My husband died last year in a freak accident at work. I was so depressed afterwards and still am slightly. He was the love of my life and best friend. He did everything for me and was so caring I was left so lost without him alone with are children.

He was my first love and we were 5 years apart so he kinda guided me few my young adult years and supported me a lot. I was total mess without him but I knew had to be strong for my babies. I can't imagine how hard I was for them to lose there dad and then to see me go into deep depression. I still feel guilty about it as if I wasn't there for them whilst they were also hurting.

Luckily I have a amazing family and his mother and mine really teamed together and kicked my ass back into gear. I also have this friend I've been friends with for years and he also lost his girlfriend 5 years ago. As soon as he heard what happened he was there for me and my children holding my hand every second.

He was utterly amazing and my children see him as a uncle the only thing is later on in the year me and this friend starting sleeping together. I don't have feelings for him in that way and the same goes for him too. We are still really grieving are partners and it feels like he's the only other person who understands me and my feelings it's just like a comfort thing for me. As sad and crazy as it sounds we've both broken down before during sex and we've just held each other and cried it out.

Its hard because no one will ever replace my husband and I know he feels the same about his girlfriend too.

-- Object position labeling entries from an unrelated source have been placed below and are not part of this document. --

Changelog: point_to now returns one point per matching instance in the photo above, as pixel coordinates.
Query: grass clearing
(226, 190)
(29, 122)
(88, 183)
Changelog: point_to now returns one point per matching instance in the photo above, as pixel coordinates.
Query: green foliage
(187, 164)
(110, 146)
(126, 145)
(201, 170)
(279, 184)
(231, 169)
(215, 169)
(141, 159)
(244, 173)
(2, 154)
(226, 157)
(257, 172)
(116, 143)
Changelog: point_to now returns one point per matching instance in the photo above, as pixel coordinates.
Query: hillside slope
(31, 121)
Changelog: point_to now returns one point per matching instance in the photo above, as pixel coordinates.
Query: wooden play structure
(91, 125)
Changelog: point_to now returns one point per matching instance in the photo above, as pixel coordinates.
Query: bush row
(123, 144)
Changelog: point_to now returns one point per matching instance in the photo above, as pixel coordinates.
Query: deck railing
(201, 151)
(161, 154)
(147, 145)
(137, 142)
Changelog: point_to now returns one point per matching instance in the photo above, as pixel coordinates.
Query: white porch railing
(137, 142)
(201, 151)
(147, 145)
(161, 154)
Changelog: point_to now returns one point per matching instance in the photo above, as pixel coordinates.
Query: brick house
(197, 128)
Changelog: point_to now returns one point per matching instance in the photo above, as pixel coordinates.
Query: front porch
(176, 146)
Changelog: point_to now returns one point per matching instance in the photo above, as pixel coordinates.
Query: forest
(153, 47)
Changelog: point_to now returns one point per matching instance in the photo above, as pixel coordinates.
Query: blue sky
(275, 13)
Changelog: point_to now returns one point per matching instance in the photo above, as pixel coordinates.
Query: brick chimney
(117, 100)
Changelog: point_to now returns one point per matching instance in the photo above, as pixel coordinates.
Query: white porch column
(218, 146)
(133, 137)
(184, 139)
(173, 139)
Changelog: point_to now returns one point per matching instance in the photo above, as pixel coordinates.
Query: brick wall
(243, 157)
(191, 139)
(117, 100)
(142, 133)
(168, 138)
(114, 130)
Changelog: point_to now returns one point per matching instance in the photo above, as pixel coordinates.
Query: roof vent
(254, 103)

I worry if my husband would be proud or disappointed with me.

He was over one night and my mum came over without letting me know and let herself in. The kids were asleep and me and my friend were cuddling in bed together. My mum was trying to look for me around the house without waking the kids and walked in on us in my room.

She instantly closed the door and ran away.

Updates
1 y
She didn't talk to me afterwards and kind of acted like she didn't see anything. I don't know if she's mad at me or just confused. I did say to her "were not together mum, it's just he's the only one who gets how I feel".

She just looked down at the ground and ignored me
Am I a bad mum for what I've been doing?